The characteristic drive for an entrepreneur is rarely one of external motivation or monetary incentive. Rather, their motivation stems from a mind-set and an energy predisposed to create, a desire to leave a mark and make a difference. In almost all instances, the reward is the innovation itself.

An intrapreneur, on the other hand, is employed and accountable to their employers and the company’s shareholders. This strategic direction is underpinned by a desired commercial outcome, set by others in some shape or other, be that entering a new market or diversifying a product range.

Intrapreneurs look for results and a way to say, “I did this”. This tendency for results and seeing the fruits of the same can be a challenge, but also a great boon.

Spotting Potential Intrapreneurs

So, who are the intrapreneurs – those who want to enact change and see results? As an executive search firm, we spend hours assessing motivations, IQ and EQ. As a result, we can often spot intrapreneurs even before they’ve realised that’s what they are.

Passionate, determined and highly driven, intrapraneurs are sparky, dynamic and engaging. They’re change agents, whose nature is to challenge and question – non-conformist team players.

True intrapreneurs do not challenge status quo to gain attention or be obstructive. Their motivation stems from a collective sense of winning, and a deeper desire to secure opportunities for an organisation to succeed.

Successful intrapreneurs will have spent time to earn trust and respect, and have shown an understanding of your organisation’s strategy and culture. Once they’ve “earned their stripes” however, intrapreneurs will look for ways to boost the value of your company’s offering, disrupting some things, but often for the (far) better.

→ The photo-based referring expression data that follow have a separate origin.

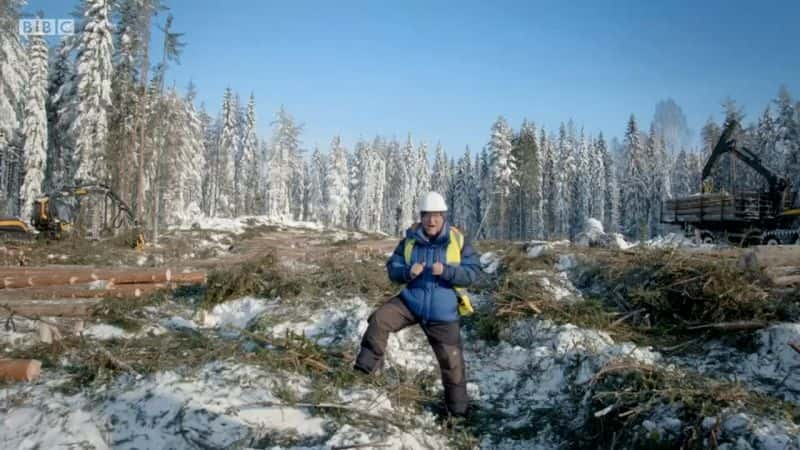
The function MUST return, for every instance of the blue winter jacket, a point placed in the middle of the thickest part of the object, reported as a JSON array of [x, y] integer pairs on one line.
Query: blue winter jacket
[[432, 298]]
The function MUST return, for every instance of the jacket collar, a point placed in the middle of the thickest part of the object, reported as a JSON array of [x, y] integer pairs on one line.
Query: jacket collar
[[417, 233]]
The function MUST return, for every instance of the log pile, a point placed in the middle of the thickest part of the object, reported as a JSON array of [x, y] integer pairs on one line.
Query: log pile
[[780, 263], [717, 207], [71, 291]]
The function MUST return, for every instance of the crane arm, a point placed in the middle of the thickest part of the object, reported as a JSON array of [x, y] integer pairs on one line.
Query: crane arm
[[727, 144]]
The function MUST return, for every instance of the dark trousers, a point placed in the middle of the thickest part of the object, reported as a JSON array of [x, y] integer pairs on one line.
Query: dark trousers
[[444, 338]]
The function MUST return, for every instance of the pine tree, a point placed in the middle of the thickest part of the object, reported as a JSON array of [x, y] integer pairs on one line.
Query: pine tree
[[633, 187], [580, 201], [565, 169], [92, 98], [194, 157], [441, 168], [226, 149], [766, 140], [408, 190], [709, 136], [316, 187], [503, 173], [597, 178], [548, 185], [392, 194], [337, 193], [13, 80], [422, 176], [611, 198], [124, 97], [60, 146], [35, 128], [284, 184], [681, 176], [463, 214], [527, 195], [657, 164], [250, 159], [787, 135]]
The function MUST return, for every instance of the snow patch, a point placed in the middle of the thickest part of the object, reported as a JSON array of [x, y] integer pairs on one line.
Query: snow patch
[[235, 313], [490, 261], [102, 331]]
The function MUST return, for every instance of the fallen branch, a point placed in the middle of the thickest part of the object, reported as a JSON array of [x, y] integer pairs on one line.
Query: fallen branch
[[117, 362], [627, 316], [335, 406], [742, 325], [20, 369], [367, 444]]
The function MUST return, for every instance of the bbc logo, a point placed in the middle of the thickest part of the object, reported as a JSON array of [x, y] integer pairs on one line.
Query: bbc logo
[[46, 27]]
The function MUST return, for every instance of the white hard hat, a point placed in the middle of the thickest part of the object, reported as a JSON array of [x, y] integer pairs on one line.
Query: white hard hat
[[432, 202]]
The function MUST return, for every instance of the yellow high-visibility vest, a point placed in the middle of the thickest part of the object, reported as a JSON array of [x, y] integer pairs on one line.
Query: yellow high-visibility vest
[[453, 257]]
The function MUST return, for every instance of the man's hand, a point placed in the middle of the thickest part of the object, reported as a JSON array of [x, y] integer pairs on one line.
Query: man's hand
[[416, 269]]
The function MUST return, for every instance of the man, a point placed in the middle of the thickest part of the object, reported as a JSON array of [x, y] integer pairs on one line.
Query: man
[[434, 263]]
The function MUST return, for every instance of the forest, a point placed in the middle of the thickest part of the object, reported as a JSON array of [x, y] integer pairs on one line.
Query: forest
[[95, 107]]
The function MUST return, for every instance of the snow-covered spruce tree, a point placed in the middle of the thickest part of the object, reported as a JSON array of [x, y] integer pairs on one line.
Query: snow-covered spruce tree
[[422, 175], [548, 184], [249, 161], [337, 191], [408, 187], [483, 173], [210, 138], [392, 194], [35, 129], [633, 185], [463, 214], [597, 179], [451, 169], [765, 145], [441, 168], [124, 97], [611, 190], [709, 135], [316, 187], [226, 149], [787, 134], [579, 186], [13, 81], [194, 154], [504, 176], [60, 146], [681, 181], [527, 204], [360, 186], [282, 166], [565, 170], [92, 98], [239, 171], [658, 179]]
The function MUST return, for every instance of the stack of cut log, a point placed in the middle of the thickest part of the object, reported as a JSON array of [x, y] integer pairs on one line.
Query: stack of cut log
[[780, 263], [716, 207], [71, 291]]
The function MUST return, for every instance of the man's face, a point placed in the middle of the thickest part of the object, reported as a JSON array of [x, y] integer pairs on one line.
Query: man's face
[[432, 223]]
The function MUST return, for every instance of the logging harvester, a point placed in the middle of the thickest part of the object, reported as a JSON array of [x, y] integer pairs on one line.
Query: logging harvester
[[57, 213], [740, 218]]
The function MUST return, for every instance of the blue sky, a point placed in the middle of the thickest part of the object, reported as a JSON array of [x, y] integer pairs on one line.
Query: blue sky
[[444, 71]]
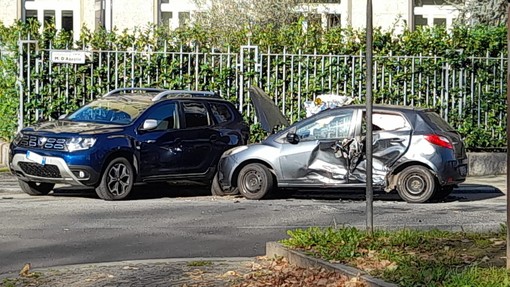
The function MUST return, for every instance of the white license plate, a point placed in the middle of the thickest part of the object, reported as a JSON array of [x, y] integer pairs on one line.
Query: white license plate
[[36, 157]]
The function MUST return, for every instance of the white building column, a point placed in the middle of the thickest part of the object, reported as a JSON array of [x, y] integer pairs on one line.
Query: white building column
[[108, 15], [58, 19]]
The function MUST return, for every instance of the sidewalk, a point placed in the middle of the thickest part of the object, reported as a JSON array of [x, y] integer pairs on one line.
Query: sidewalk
[[498, 182], [168, 272]]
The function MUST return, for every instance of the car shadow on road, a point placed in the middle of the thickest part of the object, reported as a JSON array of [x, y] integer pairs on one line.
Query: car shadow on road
[[143, 191], [465, 193]]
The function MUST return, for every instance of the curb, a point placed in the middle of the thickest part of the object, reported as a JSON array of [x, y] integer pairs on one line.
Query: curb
[[298, 258]]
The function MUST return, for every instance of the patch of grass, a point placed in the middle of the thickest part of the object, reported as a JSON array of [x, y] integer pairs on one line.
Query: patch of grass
[[9, 283], [412, 257], [200, 263]]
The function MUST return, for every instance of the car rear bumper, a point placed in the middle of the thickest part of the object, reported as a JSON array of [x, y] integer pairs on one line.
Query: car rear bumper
[[226, 167], [54, 170], [453, 172]]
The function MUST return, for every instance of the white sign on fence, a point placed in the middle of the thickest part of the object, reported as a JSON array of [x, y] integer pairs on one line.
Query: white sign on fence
[[68, 57]]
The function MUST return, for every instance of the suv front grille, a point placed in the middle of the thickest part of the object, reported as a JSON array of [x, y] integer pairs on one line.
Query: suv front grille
[[36, 169], [50, 143]]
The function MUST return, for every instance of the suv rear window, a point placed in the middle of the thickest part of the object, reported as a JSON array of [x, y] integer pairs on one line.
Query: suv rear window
[[439, 122], [195, 115], [221, 112]]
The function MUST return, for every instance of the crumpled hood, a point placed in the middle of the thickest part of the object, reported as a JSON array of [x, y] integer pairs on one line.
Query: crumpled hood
[[63, 126]]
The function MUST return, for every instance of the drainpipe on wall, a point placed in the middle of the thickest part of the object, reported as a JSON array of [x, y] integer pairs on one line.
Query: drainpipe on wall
[[411, 15]]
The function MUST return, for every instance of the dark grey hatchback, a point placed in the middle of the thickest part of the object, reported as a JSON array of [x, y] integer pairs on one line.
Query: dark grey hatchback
[[415, 152]]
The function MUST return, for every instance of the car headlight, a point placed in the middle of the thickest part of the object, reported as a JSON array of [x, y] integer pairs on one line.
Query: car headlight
[[17, 139], [236, 150], [80, 143]]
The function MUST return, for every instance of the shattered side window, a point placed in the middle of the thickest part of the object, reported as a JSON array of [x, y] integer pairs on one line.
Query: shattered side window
[[336, 126], [389, 122]]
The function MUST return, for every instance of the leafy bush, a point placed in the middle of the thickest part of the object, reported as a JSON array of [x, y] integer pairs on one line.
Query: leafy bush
[[411, 257], [471, 97]]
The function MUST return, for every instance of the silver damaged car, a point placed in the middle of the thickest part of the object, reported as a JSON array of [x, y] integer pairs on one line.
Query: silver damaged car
[[415, 152]]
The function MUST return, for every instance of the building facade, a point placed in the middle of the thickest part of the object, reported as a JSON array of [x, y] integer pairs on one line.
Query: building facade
[[128, 14]]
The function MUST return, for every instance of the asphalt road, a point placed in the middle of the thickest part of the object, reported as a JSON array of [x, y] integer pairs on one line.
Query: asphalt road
[[73, 226]]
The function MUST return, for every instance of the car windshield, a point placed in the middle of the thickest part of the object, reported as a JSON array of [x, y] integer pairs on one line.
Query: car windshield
[[439, 122], [110, 110]]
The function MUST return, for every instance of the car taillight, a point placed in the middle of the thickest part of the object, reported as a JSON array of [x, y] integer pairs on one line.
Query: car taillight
[[439, 141]]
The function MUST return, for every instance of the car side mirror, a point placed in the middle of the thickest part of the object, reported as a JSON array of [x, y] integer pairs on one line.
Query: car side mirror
[[292, 138], [149, 124]]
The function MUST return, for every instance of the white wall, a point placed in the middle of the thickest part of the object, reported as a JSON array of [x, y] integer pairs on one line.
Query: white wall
[[10, 11], [385, 13]]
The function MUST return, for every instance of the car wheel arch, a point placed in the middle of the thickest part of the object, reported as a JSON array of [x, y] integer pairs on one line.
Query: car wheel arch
[[121, 153], [238, 169], [392, 177]]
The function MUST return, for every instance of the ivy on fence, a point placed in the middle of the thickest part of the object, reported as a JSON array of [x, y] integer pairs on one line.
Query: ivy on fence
[[460, 73]]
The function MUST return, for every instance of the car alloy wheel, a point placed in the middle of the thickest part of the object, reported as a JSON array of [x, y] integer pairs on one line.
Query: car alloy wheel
[[117, 180], [416, 184], [255, 181]]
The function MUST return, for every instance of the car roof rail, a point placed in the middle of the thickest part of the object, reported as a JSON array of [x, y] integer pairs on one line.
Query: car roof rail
[[131, 89], [185, 94]]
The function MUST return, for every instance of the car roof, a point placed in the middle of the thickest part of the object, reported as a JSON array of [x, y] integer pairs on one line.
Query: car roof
[[155, 94], [384, 107]]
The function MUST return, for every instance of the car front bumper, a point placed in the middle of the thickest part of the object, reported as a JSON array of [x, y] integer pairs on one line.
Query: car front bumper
[[54, 170]]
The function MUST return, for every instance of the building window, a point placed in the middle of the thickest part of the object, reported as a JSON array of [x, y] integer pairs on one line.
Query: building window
[[420, 21], [184, 18], [420, 3], [30, 14], [99, 14], [166, 18], [334, 20], [67, 20], [49, 16], [440, 21]]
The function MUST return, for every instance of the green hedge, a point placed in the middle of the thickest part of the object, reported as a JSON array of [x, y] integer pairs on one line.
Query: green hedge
[[459, 48]]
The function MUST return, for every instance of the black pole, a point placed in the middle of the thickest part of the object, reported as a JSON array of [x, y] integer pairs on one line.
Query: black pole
[[369, 191], [508, 137]]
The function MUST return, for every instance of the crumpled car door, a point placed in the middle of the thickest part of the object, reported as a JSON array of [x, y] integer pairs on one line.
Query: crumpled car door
[[391, 139], [314, 160]]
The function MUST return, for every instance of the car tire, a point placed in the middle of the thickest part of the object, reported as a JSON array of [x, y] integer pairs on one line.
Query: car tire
[[36, 188], [416, 184], [117, 180], [255, 181], [217, 190]]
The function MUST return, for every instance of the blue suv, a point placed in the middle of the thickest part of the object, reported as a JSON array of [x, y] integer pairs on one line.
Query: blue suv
[[129, 135]]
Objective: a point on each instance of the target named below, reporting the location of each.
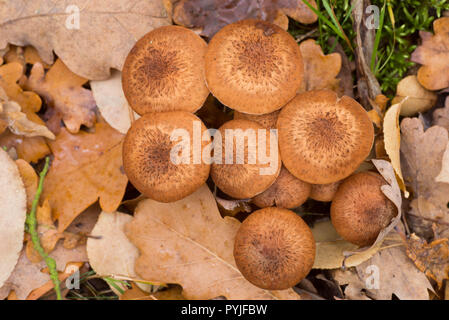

Creating Creative Calamity

Intrapreneurs suit organisations with an explicit innovation strategy, or ones who are committed to delivering change. But if your resources are focused on delivering a single strategy, or growing a specific new market opportunity, intrapreneurs can be a challenge, distracting and even threatening successful execution.

Your challenge, then, is to figure out what is most important to you: playing it safe, sticking to the knitting, or being a change agent. The latter is rarely the easiest, or the safest option. However, in an industry facing tremendous change, you need to ask yourself if “safe” is actually safe, or just a way to ignore major changes.

A Time to Shine?

For real estate firms wishing to enter a new market, develop their products or services, or test new ground in business development, intrapreneurs are an excellent creative force. That said, managing them isn’t easy. Despite their enthusiastic drive for experimentation and abundant innovative ideas, intrapreneurs can be a major disruption, particularly if the time’s not right.

If a CEO is seen to favour new, edgy ideas over existing viable revenue streams, without clear corporate communication as to why and how they will both be working together, agenda clashing is inevitable. Internally this is stressful; externally, it can be very damaging.

What real estate leaders need to do is to balance the creative energies of intrapreneurs with the more staid approach of current performers. Appointing an intrapreneur signals that times are a-changin’ in your organisation. Now, not everyone likes change, or will be cooperative with it. Whilst most intrapreneurs have a sincere intention to create a greater good, they can be seen as arrogant and insensitive newcomers by staff who’ve been around a while.

Managing the Wild Child

Managing this divergence must come from the very top, i.e. the CEO, as innovation demands the vision, command and execution of the Chief Executive Officer, and the cachet that this brings. Intrapreneurs need to be led, and reminded that their hypotheses are just that until proven as viable. They require thorough testing, on many fronts, from multiple stakeholders, and a leader who can handle this. The inevitable conflict between those who “get it” and those who don’t, can rapidly create an atmosphere of distrust, and is as such another challenge for leadership. Open lines of authority and communication, coupled with clear assignment of responsibilities, is part and parcel of leading intrapreneurs.

They, as well as innovation, are challenging to manage. Without a razor-sharp brief, and a reporting structure to senior management, intrapreneurs can wax and wane, leaving stakeholders in the dark. Giving intrapreneurs unchecked power is risky for an established business. Intrapreneurs may take risks that are beyond what the organisation can handle, and play things too safe to garner praise, and in both cases you’re paying far too great a price.

Maximizing Intrapreneurial Value

There can be no doubt about the potential value of intrapreneurs, and the innovation that they can engender. We’ve however spoken far too little about the challenges of managing them, and what needs to be done to fully maximise their value.

The first part of this is trust – which is a two-way street. Intrapreneurs need to feel trusted, but at the same time they need to show that they’re team players. Managing this requires a form of translation between two fundamentally different cultures.

The second part is resources – intrapreneurs need to be given the tools and the space to realise new ideas and innovations. This means that managers need to be able to explain to the rest of the organisation why such experimentation is beneficial for all.

The third part is selection. Your intrapreneur can’t be just anyone with a big idea, but someone capable of both imagining and executing. That’s often where we come in as an executive search firm and help assess candidates.

Sometimes, as an organisation, you need to burn down the house to build something better, newer and more valuable. Apple did just this in launching the iPhone, which marked the death knell of the iPod, which at the time was their most profitable product.

Intrapreneurship is not for all organisations but can be invaluable to those large enough to embrace their enormous transformative drive.